先輩のところまで戻ろうとしたけど、変な光が見えたところで学園前に追い出されてたんです」
「八尋さんの浄化の光だな。…もしかして瞬はそれにあてられたのか?」
私の問いかけに先生が苦しげな表情で答える。
「あの場所は学園内に存在しているが学園の外とも言える。地縛霊っていうのは文字どおり場所に縛られている奴のことだ。
…無理矢理教会に入ったのも原因だ。見たところ外傷はなさそうだから、あとは過労だな」
「ごめん。私が手伝ってもらったせいだ」
忘れがちだが、瞬は普通の人間ではなく地縛霊なのだ。
人である限り動けば疲れるし休まず働けば倒れる。
「折原のせいじゃない。軽い風邪も混ざってるし、俺が1番近くにいるのにちゃんと見てやれてなかった」
「いやいや、誰のせいでもないでしょ!強いて言うなら、ちびが具合悪いのを隠していたのも、俺たちが誰も気づけなかったのも悪いです。
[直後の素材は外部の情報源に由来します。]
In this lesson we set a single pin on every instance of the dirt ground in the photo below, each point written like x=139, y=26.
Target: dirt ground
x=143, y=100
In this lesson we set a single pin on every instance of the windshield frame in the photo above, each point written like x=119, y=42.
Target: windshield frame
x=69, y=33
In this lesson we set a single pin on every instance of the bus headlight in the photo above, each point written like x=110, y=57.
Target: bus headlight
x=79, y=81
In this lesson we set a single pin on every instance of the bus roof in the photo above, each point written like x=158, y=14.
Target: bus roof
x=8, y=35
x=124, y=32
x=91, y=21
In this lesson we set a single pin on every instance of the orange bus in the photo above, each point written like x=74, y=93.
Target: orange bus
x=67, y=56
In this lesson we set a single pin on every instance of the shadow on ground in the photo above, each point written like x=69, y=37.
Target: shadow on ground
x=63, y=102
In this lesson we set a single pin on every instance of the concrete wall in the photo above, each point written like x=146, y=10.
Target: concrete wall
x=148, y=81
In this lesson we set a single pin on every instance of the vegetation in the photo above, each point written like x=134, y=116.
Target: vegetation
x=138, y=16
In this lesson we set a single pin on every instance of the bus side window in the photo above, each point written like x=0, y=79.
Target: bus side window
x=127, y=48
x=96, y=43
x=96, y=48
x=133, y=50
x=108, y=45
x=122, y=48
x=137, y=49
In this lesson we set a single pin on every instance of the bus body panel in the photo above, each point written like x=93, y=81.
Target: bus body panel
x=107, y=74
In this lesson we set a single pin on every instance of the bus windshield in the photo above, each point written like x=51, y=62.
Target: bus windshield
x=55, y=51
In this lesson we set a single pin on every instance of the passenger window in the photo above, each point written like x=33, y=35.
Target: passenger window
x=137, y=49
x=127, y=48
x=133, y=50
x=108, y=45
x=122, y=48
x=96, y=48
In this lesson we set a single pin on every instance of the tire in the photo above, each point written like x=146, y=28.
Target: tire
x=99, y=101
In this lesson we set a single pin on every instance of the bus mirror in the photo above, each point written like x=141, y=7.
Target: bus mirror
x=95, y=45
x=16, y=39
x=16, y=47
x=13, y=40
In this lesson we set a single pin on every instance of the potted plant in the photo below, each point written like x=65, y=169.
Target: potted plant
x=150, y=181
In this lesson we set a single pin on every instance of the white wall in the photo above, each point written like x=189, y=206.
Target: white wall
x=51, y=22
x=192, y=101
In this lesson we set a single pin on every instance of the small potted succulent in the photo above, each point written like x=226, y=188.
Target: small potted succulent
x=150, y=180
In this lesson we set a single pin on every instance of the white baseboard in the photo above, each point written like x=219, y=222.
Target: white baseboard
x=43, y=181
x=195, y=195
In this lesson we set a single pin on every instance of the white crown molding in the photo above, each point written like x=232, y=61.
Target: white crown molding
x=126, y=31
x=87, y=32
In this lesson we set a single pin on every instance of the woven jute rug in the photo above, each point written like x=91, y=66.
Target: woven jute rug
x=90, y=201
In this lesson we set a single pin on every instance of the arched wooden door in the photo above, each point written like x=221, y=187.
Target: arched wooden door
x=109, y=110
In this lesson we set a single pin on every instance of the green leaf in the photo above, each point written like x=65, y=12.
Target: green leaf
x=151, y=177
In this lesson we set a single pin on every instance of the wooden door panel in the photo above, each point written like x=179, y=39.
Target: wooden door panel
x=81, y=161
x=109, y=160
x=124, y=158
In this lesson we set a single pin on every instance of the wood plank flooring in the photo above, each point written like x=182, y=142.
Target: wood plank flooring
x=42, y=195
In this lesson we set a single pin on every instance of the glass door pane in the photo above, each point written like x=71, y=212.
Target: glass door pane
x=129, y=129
とにかく今は教会の噂問題を解決しましょ?こんな辛気くさい顔してたらちびが悲しみますから」
陽向は明るく振る舞いながら、この場にいる全員が前を向けるように気を遣ってくれている。
「そうだな。弱気になってる場合じゃない。先生はそのまま瞬についててくれ。
八尋さんによると明日解決した方がいいらしいから、今日は解散ってことにしよう」
「ですね!先生、ちゃんと寝てくださいね」
「先生たちが手伝ってくれたことを無駄にしない。明日ちゃんとカタをつけるから心配しないでほしい」
「……申し訳ないが今回はその言葉に甘えさせてもらう」
瞬にとって先生が大切なように、先生にとっても瞬は大切だろう。
ふたりをその場に残して監査室へ向かおうとすると、陽向に呼び止められた。
「明日の作戦、今から練っちゃいませんか?」
「私もそう思ってた。けど、一旦帰ってもいいか?穂乃が起きて待ってるかもしれないんだ」
穂乃は最近夜遅くまで勉強している。
受験するからには成績上位で合格したい…妹の熱意には驚いてばかりだ。
「了解です!一旦休んで、朝からビデオ通話しましょう」
「ありがとう。お疲れ」
すぐに自転車を飛ばして帰ると、やはり部屋の明かりはついていた。
「ただいま」
「お姉ちゃん、おかえりなさい」
穂乃の頭を優しく撫でながら思っていることを率直に伝える。
「勉強したい気持ちも分かるが、それで無理して倒れたら意味ないぞ」
「ごめんなさい…」
「けど、そんななか待っててくれてありがとう」
「お姉ちゃん、あのね…もし合格して、順調に高校生になったら、美術専攻に行ってもいい?」
穂乃は未来を見ている。なりたいものができたのかもしれない。
「勿論。穂乃がやりたいようにやってみてほしい」
「それじゃあ、監査部のメンバーを目指してもいい…?」
「先生がスカウトに来てくれたらいいな。まあ、穂乃のところにならきっとくるだろうけど。監査部と部活の両立は大変だぞ?」
「放送部に入るか、天文部を復活させたい。桜良さんも瞬君もいい人だし、小学校でずっと放送委員だったし…」
「穂乃がやりたいって思ったことなら応援するよ」
穂乃の進路の話を聞きながら、自分がどれだけ空っぽなのか思い知る。
明確な目標があるわけじゃない。…寧ろ人間でいたくないとさえ思う。
疲れて眠ってしまった穂乃をベッドに横たわらせ、その場を離れてビデオ通話の用意をする。
少しでもマシな表情を作るため、道具の手入れを少ししてからすぐ布団にもぐった。